Mitchell stressed that such concentration wasn’t the only culprit behind food inflation, especially during the pandemic. There were severe supply-chain disruptions and labor shortages as workers tried to avoid contracting a deadly disease.

But Mitchell said suppliers and grocers learned an unfortunate lesson during covid.

“What they found during the pandemic is that they could raise prices without consequence, that they could sort of use inflation as a cover story to increase their profit margins,” she said. “And you know if we had a competitive grocery market, consumers would have seen a high-priced item from General Mills and chosen something else.”

Will the cop stay on the beat?

Amid the furor over high grocery prices, the Federal Trade Commission took some steps that signaled reinvigorated enforcement of antitrust law. In March, it published a report saying that Kroger, Walmart and Amazon took advantage of the pandemic to raise prices and pad profits — and it said the companies appeared to still be doing it. 

Walmart, for example, took advantage of the supply crunch to require suppliers to deliver 98% of its orders “on time” and “in full” or face stiff penalties. Because many staples were in short supply, that led to empty shelves for many of its competitors who didn’t have Walmart’s clout, the FTC said.

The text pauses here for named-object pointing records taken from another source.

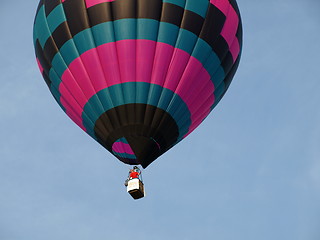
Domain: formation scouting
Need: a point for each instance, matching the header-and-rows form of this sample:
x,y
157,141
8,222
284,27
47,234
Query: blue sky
x,y
250,171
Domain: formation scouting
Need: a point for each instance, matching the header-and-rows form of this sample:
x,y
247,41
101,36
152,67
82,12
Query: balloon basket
x,y
135,188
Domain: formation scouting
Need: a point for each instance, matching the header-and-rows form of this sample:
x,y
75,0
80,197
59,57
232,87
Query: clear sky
x,y
251,171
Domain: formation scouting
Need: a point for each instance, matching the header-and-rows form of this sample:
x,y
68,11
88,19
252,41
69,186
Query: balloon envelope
x,y
138,75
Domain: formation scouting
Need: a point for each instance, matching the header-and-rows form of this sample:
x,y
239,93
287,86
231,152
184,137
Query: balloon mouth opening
x,y
135,149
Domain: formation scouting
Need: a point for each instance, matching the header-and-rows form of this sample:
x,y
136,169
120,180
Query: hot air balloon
x,y
138,76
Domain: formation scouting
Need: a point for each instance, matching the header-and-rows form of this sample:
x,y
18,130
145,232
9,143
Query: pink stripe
x,y
230,27
90,3
157,63
40,66
125,148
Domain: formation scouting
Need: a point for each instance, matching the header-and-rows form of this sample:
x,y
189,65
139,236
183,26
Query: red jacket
x,y
134,175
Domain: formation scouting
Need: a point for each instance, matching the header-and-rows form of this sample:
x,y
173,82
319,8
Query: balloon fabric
x,y
138,75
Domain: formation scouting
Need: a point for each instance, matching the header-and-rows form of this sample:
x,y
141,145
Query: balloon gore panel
x,y
138,75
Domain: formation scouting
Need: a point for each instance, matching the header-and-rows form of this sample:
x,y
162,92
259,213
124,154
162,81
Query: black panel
x,y
50,5
100,13
124,9
46,79
227,62
213,25
144,137
192,22
79,18
220,47
41,57
172,14
76,14
51,49
149,9
59,37
235,7
231,73
39,6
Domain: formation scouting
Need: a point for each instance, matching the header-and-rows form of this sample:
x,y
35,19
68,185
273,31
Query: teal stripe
x,y
125,29
56,17
168,33
177,110
122,140
199,7
124,155
41,28
180,3
186,41
103,33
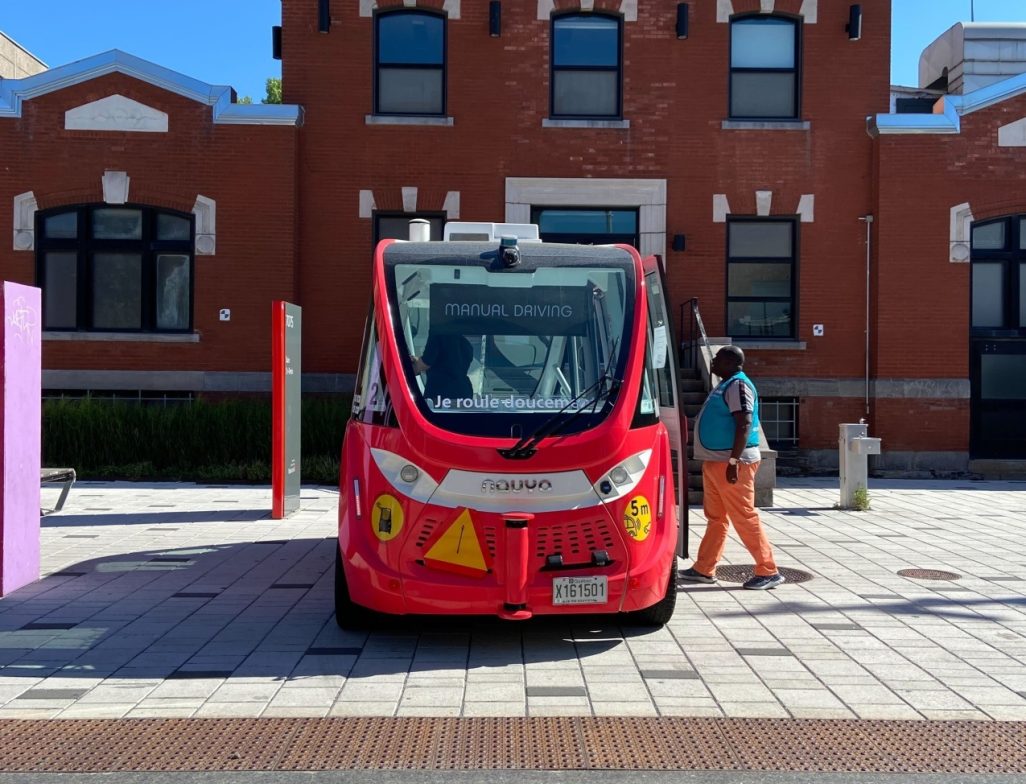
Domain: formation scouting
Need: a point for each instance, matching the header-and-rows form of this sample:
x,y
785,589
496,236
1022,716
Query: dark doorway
x,y
997,340
587,226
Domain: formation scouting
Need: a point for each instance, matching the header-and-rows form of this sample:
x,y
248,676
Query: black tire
x,y
349,616
660,613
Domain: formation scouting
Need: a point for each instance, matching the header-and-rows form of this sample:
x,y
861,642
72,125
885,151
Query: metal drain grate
x,y
745,572
544,743
928,574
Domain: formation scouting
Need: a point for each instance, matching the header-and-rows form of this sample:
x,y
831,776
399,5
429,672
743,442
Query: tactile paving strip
x,y
928,574
743,573
514,743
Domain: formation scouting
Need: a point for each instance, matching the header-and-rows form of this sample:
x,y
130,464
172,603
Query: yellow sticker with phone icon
x,y
386,517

And the agency led the successful effort to halt the attempt by Kroger to merge with Albertsons.

But President-elect Donald Trump is planning to replace Lina Khan — the FTC chair who led antitrust efforts against retail, health care and digital conglomerates — with Andrew Ferguson, who is currently a commissioner. Trump did so as he announced plans to staff his administration with eight billionaires worth a combined $350 billion.

In announcing the change, Trump said Ferguson would stop what Trump claims is censorship of conservatives on social media. It remains to be seen what Ferguson will do when it comes to grocery giants.